Der Buchenhof an der Stresemannstraße ist ein tradierter Platz. Hier stand das Hotel Hermann Knapp, damals hieß es Kaiserstraße; die Aufnahme entstand um 1900

In den 20er Jahren war das neu errichtete Gebäude das Gewerkschaftshaus Wald und nebenan hatte die in Wuppertal erscheinende KPD-Zeitung "Bergische Arbeiterstimme" eine Verkaufsfiliale.

Die "Rechten", also die Nazis vertrieben die "Linken" aus dem Gebäude und machten ein Lokal daraus. Heute futtern dort wiederum zu volkstümlichen Preisen Menschen an sonntäglichen Buffets und wissen wohl kaum, dass sie eigentlich im Gewerkschaftssaal sind.

 

Warum der Walder Schlauch Walder Schlauch heisst, sieht man wohl deutlich.

 

Schützenumzug auf der "Prachtstraße" von Wald. Man fährt sogar vierspännig, 1925.

     

Es wird geliefert. Sprüh-Seige und Seifenpulver. Mit Muligespann. (1926)

 

 

1927 wurden in Deutschland einheitliche Verkehrszeichen eingeführt. Im obigen Bild, ganz links, erkennt man nämlich noch "frei erfundene". "Achtung, Kraftfahrzeuge 15 km" gebietet dort eine Geschwindigkeitsbeschränkung und macht auf scharfe Kurven aufmerksam.

 

Hier marschiert alles auf, was Wald an Offiziellem zu bieten hat: Die Stadtkapelle, die Polizei, die Feuerwehr, die Reservisten, die Schützen, wahrscheinlich sind hinten im Zug dann noch die Lehrer und die Vertretungen der Innungen und die Jungfrauen. Äh. Na, jedenfalls die Bevölkerung schaut vaterländisch zu (1921). An der Spitze des Polizeitrios, direht hinter der Dicken Trum, ist Herr Wachtmeister Tettinger zu erkennen.
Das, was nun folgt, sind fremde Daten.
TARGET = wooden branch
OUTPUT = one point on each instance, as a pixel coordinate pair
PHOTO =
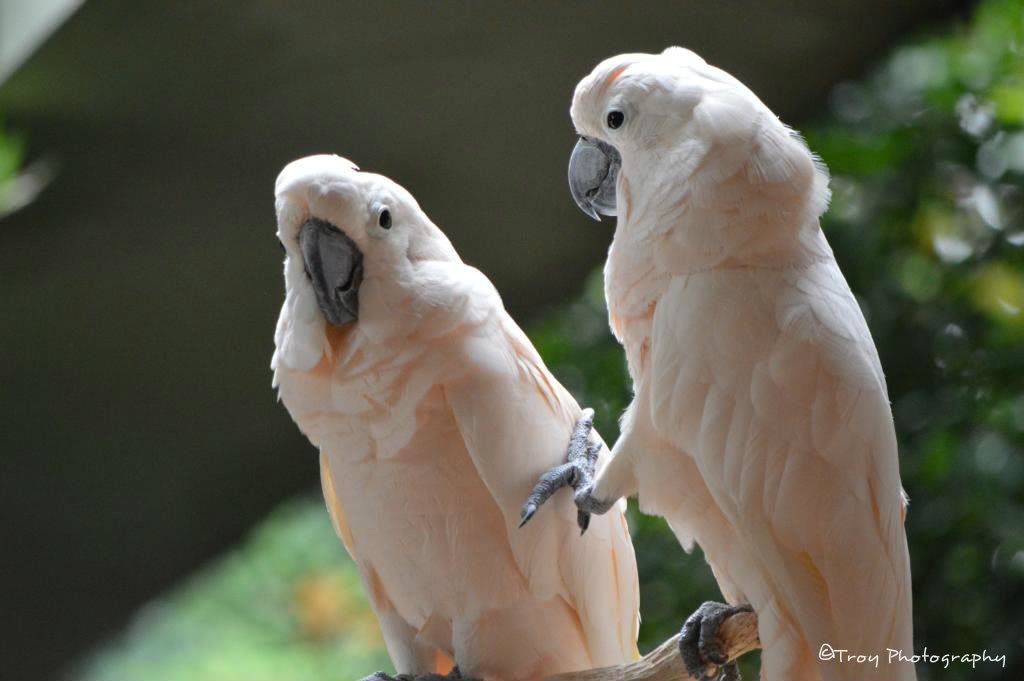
(737, 635)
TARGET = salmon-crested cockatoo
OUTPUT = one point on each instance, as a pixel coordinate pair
(760, 426)
(434, 416)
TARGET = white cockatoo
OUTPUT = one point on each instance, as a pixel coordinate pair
(433, 416)
(760, 426)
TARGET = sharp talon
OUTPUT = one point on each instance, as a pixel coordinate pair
(698, 644)
(527, 512)
(583, 519)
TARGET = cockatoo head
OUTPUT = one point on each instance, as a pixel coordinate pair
(660, 120)
(348, 237)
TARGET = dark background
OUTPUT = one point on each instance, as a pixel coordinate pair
(138, 432)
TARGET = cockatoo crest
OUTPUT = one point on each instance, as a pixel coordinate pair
(690, 135)
(388, 229)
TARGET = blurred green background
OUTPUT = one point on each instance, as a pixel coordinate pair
(927, 154)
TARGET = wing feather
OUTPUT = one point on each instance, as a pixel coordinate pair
(793, 434)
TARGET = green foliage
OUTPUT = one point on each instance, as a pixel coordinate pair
(927, 221)
(287, 604)
(11, 157)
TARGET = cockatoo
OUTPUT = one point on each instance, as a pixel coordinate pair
(433, 416)
(760, 426)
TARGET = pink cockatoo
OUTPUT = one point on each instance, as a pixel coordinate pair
(433, 416)
(760, 426)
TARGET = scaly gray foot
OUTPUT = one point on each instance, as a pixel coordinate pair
(381, 676)
(698, 642)
(577, 472)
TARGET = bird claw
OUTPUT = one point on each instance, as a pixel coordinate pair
(577, 472)
(698, 644)
(380, 676)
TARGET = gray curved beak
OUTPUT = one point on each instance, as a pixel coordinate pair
(334, 265)
(593, 169)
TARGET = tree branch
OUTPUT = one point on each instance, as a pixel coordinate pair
(737, 635)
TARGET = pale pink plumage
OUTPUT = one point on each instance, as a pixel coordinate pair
(434, 416)
(761, 425)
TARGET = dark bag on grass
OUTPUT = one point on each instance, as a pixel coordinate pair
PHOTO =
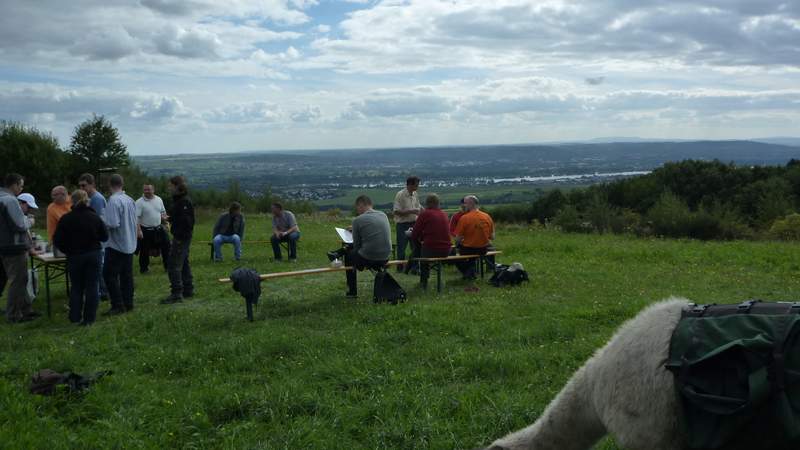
(737, 373)
(508, 275)
(386, 289)
(47, 382)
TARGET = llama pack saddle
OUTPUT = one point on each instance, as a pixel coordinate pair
(737, 373)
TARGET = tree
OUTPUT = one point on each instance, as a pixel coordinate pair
(96, 145)
(33, 154)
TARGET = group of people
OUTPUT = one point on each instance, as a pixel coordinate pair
(428, 231)
(99, 237)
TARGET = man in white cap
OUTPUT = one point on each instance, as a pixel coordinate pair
(26, 203)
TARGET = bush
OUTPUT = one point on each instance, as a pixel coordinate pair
(670, 216)
(786, 229)
(517, 213)
(568, 219)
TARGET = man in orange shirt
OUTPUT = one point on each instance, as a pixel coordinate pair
(474, 232)
(61, 205)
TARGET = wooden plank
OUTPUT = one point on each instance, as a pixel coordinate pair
(458, 257)
(298, 273)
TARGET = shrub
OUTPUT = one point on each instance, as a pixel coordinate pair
(786, 229)
(670, 216)
(568, 219)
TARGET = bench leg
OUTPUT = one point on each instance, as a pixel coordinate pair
(249, 310)
(438, 266)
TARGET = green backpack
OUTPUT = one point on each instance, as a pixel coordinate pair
(737, 372)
Take a closer look: Die Kinder in der neuen chicen Markenkleidung.

 

Das Establishment mit Einheitshut und Gehrock.

 

Das Corps der (freiwilligen) Feuerwehr. An- und vorgeführt von einem schneidigen Herrn Wachtmeister. Es war zwar gerade erst ein männermordender Krieg vorbei, den man verloren hatte, aber Macht und Obrigkeit waren immer noch "in".

 

 

Der Deutzer Hof, so wie er damals war und heute fast noch so ist.

 

 

1928, Blick über Mittelitter zur Firma C. Friedrich Ern. Die Szene ist wohl typisch für den gesamten Kreis Solingen zu jener Zeit: noch viel freie Fläche, mitten drin "immer mal wieder" eine Fabrik - und überall die Kotten und die typischen Fachwerk-Wonhäuser. Unten: Das Lochbachtal, rechts die Schloßstraße, in der Mitte Dorpskotten.

 

 

Die Locher Straße in Wald 1925: im allerbesten Regenzustand. Aber beleuchtet!

 

Auch die heutige Ernst-Moritz-Franzen-Straße (zur Zeit der Aufnahme hieß sie in diesem Teil noch Dültgenstaler Straße)  offenbart sich in absolutem Top-Zustand. Übrigens nehmen viele Solinger an, in Kürze sehen die Straßen wieder so aus wie 1927.